Nicol remained only long enough to see the runners of the hindmost sled vanish in a flurry of powdered snow round the limits of a woodland bluff. Then he turned back to the dark old fort, and the mask under which he had so carefully concealed himself fell away. Straightway he returned to his store to flood his senses with the raw spirit which alone made his degenerate life tolerable.


Winter was howling about the old fort. Drifts were piled feet deep against every obstruction that stood in the way of the driving snow. The fort was closed up. Every habitation was made fast against the onslaught of the elements Life was unstirring.

Far out in the woods bayed the fierce, famished timber wolf. The lighter but more doleful howl of coyote seemed to reply from every point of the compass. And amidst the rack of savage chorus came the harsh human voice that had little the better of the animal world in the pleasing quality of its note.

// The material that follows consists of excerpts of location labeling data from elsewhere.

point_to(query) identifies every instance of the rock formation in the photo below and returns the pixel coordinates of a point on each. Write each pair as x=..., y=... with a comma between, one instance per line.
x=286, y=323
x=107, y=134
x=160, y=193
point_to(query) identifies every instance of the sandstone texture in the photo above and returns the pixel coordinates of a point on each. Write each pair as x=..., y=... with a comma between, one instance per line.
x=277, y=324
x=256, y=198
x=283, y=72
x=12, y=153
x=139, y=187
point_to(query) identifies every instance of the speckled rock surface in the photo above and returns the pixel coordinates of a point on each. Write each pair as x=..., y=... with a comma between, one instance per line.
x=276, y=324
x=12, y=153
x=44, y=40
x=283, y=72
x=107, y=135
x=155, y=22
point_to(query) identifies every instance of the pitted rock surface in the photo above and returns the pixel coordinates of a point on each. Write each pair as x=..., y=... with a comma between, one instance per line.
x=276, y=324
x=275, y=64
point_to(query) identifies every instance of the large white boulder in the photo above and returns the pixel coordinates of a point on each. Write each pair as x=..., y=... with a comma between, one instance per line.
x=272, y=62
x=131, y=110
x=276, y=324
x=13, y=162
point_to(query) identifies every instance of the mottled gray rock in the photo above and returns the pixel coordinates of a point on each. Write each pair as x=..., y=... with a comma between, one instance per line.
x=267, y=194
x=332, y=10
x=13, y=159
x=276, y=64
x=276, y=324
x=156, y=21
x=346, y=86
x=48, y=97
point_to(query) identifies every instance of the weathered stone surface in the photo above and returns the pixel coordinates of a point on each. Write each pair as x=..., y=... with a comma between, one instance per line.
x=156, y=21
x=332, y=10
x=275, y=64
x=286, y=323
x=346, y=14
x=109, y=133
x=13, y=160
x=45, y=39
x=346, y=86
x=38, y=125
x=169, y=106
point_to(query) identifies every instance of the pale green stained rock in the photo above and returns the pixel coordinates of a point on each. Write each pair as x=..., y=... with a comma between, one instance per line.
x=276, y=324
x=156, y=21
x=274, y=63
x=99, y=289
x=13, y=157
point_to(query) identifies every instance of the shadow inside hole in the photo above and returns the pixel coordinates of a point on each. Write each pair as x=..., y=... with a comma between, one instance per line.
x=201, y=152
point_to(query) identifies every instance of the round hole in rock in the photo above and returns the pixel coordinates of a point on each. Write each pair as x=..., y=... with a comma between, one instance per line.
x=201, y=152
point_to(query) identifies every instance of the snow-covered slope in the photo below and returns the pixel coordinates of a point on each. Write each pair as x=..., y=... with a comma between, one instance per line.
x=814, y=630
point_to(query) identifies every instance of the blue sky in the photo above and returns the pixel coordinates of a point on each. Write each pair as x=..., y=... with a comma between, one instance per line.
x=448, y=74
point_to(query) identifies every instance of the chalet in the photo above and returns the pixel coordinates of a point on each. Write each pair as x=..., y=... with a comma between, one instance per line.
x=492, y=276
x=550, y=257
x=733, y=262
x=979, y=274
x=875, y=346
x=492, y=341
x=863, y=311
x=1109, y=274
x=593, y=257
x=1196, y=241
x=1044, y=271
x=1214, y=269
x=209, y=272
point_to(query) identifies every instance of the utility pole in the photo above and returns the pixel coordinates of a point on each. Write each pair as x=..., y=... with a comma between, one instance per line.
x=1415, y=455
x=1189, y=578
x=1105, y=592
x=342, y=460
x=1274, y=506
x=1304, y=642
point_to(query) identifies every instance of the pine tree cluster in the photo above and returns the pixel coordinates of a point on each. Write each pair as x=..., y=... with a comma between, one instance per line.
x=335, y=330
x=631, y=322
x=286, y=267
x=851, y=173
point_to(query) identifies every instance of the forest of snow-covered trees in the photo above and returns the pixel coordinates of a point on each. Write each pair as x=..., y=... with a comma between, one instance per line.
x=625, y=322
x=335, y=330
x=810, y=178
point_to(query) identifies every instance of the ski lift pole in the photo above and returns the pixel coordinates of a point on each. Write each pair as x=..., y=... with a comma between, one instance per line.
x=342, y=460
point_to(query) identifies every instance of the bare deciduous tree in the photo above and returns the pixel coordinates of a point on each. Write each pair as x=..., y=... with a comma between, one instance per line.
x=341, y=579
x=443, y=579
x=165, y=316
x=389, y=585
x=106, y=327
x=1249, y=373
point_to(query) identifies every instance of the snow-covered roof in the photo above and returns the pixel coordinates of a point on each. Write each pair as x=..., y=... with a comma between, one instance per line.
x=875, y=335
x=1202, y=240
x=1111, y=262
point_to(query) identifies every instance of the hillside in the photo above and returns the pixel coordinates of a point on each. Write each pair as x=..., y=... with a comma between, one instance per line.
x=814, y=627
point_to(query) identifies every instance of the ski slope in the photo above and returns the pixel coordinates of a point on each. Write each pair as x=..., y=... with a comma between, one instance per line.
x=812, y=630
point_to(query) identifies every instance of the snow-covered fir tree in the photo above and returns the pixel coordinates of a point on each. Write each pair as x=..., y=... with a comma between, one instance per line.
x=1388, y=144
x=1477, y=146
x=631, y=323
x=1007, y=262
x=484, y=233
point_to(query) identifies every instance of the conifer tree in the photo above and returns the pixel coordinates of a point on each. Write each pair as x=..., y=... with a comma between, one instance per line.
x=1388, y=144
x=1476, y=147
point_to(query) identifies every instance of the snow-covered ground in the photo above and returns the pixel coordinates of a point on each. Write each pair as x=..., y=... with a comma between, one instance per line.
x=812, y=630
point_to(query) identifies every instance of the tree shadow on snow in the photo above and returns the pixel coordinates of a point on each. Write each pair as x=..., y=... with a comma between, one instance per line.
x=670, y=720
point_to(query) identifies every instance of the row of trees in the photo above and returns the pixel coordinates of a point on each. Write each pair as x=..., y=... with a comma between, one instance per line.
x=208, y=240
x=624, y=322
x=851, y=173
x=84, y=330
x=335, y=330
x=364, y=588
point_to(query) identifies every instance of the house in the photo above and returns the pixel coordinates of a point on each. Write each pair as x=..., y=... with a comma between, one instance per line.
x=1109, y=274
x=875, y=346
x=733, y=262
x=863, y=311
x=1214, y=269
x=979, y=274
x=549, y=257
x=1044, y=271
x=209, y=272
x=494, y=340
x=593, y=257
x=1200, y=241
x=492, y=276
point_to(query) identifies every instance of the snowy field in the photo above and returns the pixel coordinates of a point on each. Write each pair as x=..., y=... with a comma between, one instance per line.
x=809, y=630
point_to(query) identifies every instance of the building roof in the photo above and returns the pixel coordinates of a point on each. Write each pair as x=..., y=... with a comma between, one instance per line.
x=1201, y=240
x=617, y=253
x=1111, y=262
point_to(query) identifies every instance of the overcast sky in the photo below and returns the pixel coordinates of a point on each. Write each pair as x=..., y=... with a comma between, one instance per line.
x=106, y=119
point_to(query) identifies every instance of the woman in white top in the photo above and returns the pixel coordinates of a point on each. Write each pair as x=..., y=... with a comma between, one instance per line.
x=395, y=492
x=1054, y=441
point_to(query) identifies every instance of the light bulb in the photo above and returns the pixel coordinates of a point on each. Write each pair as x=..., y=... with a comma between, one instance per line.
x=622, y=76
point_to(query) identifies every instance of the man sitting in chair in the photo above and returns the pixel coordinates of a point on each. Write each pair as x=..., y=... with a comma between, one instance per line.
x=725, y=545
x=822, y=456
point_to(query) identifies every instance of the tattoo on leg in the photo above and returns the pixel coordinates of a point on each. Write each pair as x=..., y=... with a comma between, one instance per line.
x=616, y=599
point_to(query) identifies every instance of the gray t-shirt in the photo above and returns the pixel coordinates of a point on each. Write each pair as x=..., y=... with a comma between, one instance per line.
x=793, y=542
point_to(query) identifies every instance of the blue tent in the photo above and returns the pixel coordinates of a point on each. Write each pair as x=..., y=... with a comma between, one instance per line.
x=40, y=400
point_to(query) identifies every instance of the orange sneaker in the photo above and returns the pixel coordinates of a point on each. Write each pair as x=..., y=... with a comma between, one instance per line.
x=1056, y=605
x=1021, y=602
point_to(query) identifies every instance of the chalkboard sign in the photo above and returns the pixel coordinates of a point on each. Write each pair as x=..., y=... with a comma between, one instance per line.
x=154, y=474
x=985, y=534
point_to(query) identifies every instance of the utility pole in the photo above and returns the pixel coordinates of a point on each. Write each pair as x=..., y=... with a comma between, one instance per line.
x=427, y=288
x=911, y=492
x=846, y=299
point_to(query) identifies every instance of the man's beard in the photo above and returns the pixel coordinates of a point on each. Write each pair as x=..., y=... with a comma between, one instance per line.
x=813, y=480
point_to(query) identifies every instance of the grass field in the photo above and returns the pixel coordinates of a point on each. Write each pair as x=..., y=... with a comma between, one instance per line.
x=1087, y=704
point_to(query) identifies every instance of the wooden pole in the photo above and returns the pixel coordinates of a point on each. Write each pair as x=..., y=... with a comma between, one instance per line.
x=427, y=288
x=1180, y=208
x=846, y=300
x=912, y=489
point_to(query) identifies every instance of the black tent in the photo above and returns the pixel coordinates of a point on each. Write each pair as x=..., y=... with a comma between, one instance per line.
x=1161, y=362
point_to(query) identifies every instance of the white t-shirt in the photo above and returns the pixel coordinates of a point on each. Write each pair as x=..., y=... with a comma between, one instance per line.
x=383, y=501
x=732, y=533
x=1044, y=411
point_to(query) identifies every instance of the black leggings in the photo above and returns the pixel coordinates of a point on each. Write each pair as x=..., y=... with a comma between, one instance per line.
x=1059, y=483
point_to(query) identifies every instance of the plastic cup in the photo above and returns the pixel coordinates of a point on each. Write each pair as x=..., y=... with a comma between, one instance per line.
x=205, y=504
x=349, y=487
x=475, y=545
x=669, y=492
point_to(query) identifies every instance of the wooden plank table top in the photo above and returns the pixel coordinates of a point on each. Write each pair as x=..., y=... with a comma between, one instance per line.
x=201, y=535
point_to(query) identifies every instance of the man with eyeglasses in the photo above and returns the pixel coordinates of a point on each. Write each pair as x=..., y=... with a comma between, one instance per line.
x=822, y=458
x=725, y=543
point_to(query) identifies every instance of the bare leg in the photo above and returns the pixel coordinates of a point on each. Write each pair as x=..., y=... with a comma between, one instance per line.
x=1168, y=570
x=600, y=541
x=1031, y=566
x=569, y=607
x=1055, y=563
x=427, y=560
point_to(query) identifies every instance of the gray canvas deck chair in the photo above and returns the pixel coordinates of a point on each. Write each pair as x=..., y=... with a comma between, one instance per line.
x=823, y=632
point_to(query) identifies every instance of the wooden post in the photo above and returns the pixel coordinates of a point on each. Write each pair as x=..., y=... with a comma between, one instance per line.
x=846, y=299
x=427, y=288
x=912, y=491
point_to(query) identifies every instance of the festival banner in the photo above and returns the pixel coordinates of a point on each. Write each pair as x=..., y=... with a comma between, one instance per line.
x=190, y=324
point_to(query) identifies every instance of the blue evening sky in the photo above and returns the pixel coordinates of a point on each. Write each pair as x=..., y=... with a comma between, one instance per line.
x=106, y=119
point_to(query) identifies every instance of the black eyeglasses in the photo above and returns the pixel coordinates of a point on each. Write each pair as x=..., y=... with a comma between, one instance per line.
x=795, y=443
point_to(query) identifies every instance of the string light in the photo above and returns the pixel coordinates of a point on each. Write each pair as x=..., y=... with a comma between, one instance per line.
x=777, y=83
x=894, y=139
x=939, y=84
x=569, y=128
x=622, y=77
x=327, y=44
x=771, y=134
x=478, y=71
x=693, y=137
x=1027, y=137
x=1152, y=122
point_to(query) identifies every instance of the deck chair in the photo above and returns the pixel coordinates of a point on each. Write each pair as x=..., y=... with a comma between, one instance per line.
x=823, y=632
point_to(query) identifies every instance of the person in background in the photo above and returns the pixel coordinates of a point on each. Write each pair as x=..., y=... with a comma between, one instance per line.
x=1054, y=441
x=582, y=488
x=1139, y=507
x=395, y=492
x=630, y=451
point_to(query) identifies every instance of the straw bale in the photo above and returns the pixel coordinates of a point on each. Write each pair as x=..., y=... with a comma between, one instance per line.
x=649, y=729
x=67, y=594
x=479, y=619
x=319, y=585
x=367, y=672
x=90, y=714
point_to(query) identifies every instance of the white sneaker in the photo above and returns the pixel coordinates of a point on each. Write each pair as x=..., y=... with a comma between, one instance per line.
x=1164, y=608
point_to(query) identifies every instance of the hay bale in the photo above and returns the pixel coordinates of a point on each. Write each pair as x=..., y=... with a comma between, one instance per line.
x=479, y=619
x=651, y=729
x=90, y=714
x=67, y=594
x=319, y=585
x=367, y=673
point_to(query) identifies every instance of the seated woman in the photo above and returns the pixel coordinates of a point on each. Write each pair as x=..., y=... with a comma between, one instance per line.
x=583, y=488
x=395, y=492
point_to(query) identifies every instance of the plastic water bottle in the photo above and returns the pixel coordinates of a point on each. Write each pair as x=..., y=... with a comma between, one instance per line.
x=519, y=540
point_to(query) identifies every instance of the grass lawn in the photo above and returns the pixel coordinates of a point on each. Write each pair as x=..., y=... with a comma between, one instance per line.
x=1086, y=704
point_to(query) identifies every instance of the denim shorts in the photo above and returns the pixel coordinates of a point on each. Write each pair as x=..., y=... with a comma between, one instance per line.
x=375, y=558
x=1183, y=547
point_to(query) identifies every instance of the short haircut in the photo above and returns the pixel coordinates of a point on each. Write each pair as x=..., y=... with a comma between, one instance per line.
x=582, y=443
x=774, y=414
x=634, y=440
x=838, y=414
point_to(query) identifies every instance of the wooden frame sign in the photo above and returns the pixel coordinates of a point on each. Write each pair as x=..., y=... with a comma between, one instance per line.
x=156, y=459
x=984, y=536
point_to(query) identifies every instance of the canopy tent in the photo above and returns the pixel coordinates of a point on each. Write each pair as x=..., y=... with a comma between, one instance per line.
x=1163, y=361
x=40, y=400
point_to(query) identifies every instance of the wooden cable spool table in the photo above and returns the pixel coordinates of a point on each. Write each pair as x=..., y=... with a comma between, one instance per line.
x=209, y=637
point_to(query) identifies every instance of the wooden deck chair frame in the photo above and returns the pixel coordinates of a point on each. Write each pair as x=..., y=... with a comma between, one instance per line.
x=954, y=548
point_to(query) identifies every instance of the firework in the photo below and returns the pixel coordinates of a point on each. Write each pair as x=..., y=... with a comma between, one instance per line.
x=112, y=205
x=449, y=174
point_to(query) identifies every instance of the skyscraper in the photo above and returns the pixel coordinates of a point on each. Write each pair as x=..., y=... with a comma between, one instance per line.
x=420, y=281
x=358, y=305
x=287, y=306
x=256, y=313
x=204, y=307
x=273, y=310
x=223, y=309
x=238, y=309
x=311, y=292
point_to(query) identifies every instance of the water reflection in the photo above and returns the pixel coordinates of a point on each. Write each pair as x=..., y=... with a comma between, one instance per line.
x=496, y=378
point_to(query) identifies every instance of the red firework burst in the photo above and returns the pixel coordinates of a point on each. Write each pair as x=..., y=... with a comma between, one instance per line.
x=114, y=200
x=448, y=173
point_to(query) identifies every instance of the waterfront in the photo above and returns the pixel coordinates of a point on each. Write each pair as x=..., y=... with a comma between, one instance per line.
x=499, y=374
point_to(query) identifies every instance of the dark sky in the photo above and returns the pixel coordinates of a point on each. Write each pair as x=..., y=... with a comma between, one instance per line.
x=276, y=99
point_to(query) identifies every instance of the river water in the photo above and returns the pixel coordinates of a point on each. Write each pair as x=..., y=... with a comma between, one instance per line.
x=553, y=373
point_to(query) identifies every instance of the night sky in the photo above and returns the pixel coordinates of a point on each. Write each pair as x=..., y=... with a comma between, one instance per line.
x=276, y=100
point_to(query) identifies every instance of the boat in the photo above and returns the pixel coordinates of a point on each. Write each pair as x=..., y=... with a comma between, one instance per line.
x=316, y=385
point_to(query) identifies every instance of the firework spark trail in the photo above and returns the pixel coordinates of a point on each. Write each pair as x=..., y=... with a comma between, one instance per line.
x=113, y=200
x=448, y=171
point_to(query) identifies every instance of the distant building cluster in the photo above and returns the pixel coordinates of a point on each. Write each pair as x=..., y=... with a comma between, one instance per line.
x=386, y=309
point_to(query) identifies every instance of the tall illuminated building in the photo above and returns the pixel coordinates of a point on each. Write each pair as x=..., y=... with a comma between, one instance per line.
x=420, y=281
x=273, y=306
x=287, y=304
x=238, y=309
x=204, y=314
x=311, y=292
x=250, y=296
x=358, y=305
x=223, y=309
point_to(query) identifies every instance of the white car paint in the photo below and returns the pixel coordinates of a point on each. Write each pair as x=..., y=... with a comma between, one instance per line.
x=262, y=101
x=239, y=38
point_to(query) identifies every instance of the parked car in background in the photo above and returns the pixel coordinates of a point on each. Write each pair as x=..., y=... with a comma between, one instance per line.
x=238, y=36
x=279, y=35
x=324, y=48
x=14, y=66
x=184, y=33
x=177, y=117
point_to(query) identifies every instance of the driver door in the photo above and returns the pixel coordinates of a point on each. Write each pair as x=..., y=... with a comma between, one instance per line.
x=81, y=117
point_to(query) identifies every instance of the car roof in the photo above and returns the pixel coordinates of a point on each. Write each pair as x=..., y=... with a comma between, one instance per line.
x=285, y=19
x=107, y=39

A train of three dogs hauling a light sled broke from the shadows of the forest. A single human figure on snow-shoes laboured along beside it. It was a figure entirely unrecognizable, except that it was human.

There was no pause, no uncertainty. The train came on and halted at a word of command at the doorway of the fort. In a moment the human figure was beating with its fur-mitted fists upon the door that had weathered the ages of storm.

The door was flung wide from within, and the blear eyes of Nicol peered out into the night-light. In a moment an exclamation of recognition broke from him.

"Alroy!" he cried. "'Tough' Alroy!" Then something of gladness at the prospect of companionship lit his eyes with a happier light. "Say, come right in," he invited, almost boisterously. "I'll send along some neches to see to your darn train."

Tough needed no second invitation. He smelt warmth, rest, and there was the promise in his mind of a good "souse." For the time he had had enough of Unaga. He had had enough of his employer, Lorson Harris. He had had enough of snow and ice, and the merciless cold of the twilit trail. God! but he was glad to leave it all behind him for the warmth of Nicol's store, and the raw spirit he knew was to be found there in generous quantities.

Half an hour later, divested of his furs, clad only in rough buckskin and pea-jacket, with feet encased in thick reindeer moccasins, Tough sat over the trader's stove with a pannikin of evil smelling rye whisky in his hand.